Krzysztof Varga  – “Dziennik hipopotama”, wyd. Iskry, Warszawa 2020, str. 343, ISBN 978-83-244-1073

Buster Keaton felietonu

Czy pamiętacie tego dziwnego, drobnej postury jegomościa o ptasiej twarzy, w plażowej, płóciennej czapeczce na głowie,  wygłaszającego w filmie “Rejs” Marka Piwowskiego, skrzekliwym głosem, z dziwną, sztuczną modulacją pseudofilozoficzne kwestie? To właśnie był Andrzej Dobosz, rocznik 1935, już wtedy felietonista i doktor filozofii Uniwersytetu Warszawskiego, na którym doktoryzował się u Leszka Kołakowskiego.
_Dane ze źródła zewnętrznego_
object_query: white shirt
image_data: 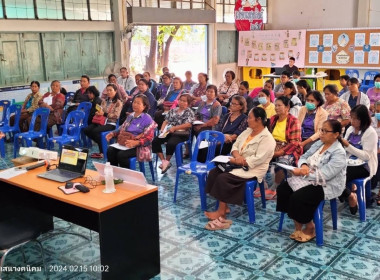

Pojawił się też w zabawnym epizodzie w filmie Janusza Morgensterna “Trzeba zabić tę miłość”. W 1974 roku Dobosz zamieszkał w Paryżu na długie lata, związał się z paryską “Kulturą” a gdy po transformacji wychynął do Polski, pojawił się równocześnie ze zbiorem felietonów pod tytułem “Pustelnik z Krakowskiego Przedmieścia”. Później ukazało się jeszcze kilka zbiorów jego tekstów, m.in. “Generał w bibliotece” a ostatnio, nakładem nieocenionego PIW, zbiór “Dni powszednie niepospolitych ludzi i 99 innych felietonów”, które na przestrzeni kilku dziesięcioleci ukazały się na łamach kilku tytułów prasowych.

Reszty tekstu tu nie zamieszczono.